After that, an encoder-decoder framework determines how to rewrite the Wikipedia sentence using simplified representations of both that sentence and the new claim.

The two-encoder-decoder framework generates the final output sentence post-masking, such that the model learns compressed representations of the claim and the outdated sentence.

The two encoder-decoders, working in conjunction, then fuse dissimilar words from the claim by sliding them into the spots left vacant by the deleted words.

“There are so many updates constantly needed to Wikipedia articles. It would be beneficial to automatically modify exact portions of the articles, with little to no human intervention,” lead study author Darsh Shah, a Ph.D. student in MIT’s Computer Science and Artificial Intelligence Laboratory (CSAIL), said in a statement.

“Instead of hundreds of people working on modifying each Wikipedia article, then you’ll only need a few because the model is doing it automatically,” he said. “That offers dramatic improvements to inefficiency.”

The system isn’t limited to Wikipedia either, researchers also used it to reduce bias in a popular fact-checking database. In fact, the study states that the system is useful in identifying fake news. More specifically, it can help train other AI systems designed to find and eliminate fake news by reducing bias.

In a test, the team used the deletion and fusion techniques from the Wikipedia task to balance pairs in a data set and help mitigate bias.

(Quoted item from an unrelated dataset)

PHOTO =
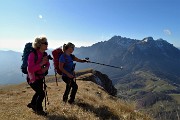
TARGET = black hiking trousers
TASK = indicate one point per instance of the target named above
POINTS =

For some pairs, a modified sentence’s false information was used to regenerate fake evidence supporting a sentence.

Some of the key phrases then existed in both the agree and disagree sentences, which forced the models to analyze more features.

The researchers report that their augmented data set reduced the error rate of a popular fake news detector by 13%. They also say that in the Wikipedia experiment, the system was more accurate in making factual updates and its output more closely resembled human writing.